Content-Transfer-Encoding: quoted-printable
Date: Mon, 25 Oct 2010 21:58:07 -0400
Message-ID: <BF3BB6D12298F54B89C8DCC1E4073D80028C76DB@CORPUSMX50A.corp.emc.com>
X-MS-Has-Attach:
X-MS-TNEF-Correlator:
Thread-Topic: Write-behind caching
Thread-Index: Act0sTwJi7tX/aDpTA+jC4LSYbZLZw==
From: david.noveck@emc.com
To: nfsv4@ietf.org
X-OriginalArrivalTime: 26 Oct 2010 01:58:08.0836 (UTC) FILETIME=[3CCE0840:01CB74B1]
X-EMM-MHVC: 1
Subject: [nfsv4] Write-behind caching
X-BeenThere: nfsv4@ietf.org
X-Mailman-Version: 2.1.9
Precedence: list
List-Id: NFSv4 Working Group <nfsv4.ietf.org>
List-Unsubscribe: <https://www.ietf.org/mailman/listinfo/nfsv4>, <mailto:nfsv4-request@ietf.org?subject=unsubscribe>
List-Archive: <http://www.ietf.org/mail-archive/web/nfsv4>
List-Post: <mailto:nfsv4@ietf.org>
List-Help: <mailto:nfsv4-request@ietf.org?subject=help>
List-Subscribe: <https://www.ietf.org/mailman/listinfo/nfsv4>, <mailto:nfsv4-request@ietf.org?subject=subscribe>
X-List-Received-Date: Tue, 26 Oct 2010 01:57:08 -0000

The following statement appears at the bottom of page 292 of RFC5661.  

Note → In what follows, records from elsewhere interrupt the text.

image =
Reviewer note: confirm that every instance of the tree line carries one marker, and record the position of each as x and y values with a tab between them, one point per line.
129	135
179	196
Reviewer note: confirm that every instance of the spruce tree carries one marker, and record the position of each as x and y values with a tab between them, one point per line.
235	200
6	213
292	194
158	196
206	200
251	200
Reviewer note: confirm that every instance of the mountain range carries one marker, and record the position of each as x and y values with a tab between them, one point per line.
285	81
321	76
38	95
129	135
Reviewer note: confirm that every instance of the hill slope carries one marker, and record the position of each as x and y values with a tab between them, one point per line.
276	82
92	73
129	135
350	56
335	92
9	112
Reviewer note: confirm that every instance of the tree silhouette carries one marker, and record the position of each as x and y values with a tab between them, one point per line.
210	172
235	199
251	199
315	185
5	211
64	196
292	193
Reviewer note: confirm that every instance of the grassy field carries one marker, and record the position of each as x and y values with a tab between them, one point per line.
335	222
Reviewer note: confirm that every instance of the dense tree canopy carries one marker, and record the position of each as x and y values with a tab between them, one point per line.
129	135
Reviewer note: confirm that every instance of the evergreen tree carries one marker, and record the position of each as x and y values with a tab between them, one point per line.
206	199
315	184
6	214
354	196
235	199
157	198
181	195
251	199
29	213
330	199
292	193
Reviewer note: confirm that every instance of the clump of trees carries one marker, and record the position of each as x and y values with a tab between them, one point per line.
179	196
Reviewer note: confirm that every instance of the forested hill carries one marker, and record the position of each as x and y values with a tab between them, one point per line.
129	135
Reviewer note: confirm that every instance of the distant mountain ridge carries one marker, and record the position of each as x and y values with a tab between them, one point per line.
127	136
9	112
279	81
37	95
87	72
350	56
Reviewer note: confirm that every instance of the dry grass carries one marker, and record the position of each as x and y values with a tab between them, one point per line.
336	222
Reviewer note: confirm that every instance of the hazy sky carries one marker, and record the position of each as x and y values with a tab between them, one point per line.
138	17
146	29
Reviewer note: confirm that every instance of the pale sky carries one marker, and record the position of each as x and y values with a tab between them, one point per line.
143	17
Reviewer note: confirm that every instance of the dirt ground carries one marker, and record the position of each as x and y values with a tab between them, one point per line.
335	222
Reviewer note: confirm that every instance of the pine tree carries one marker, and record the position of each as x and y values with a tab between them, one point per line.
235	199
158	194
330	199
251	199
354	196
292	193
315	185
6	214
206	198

   However, write-behind caching may negatively
   affect the latency in returning a layout in response to a
   CB_LAYOUTRECALL; this is similar to file delegations and the impact
   that file data caching has on DELEGRETURN.  Client implementations
   SHOULD limit the amount of unwritten data they have outstanding at
   any one time in order to prevent excessively long responses to
   CB_LAYOUTRECALL.

This does not seem to make sense to me.

First of all the analogy between DELEGRETURN and
CB_LAYOUTRECALL/LAYOUTRETURN doesn't seem to me to be correct.  In the
case of DELEGRETURN, at least if the file in question has been closed,
during the pendency of the delegation, you do need to write all of the
dirty data associated with those previously open files.  Normally,
clients just write all dirty data.

LAYOUTRETURN does not have that sort of requirement.  If it is valid to
hold the dirty data when you do have the layout, it is just as valid to
hold it when you don't.  You could very well return the layout and get
it again before some of those dirty blocks are written.  Having a layout
grants you the right to do IO using a particular means (different based
on the mapping type), but if you don't have the layout, you still have a
way to do the writeback, and there is no particular need to write back
all the data before returning the layout.  As mentioned above, you may
well get the layout again before there is any need to actually do the
write-back.

You have to wait until IO's that are in flight are completed before you
return the layout.  However, I don't see why you would have to or want
to start new IO's using the layout if you have received a
CB_LAYOUTRECALL..

Am I missing something?  Is there some valid reason for this statement?
Or should this be dealt with via the errata mechanism?

What do existing clients actually do with pending writeback data when
they get a CB_LAYOUTRECALL?  Do they start new IO's using the layout?
If so, is there any other reason other than the paragraph above?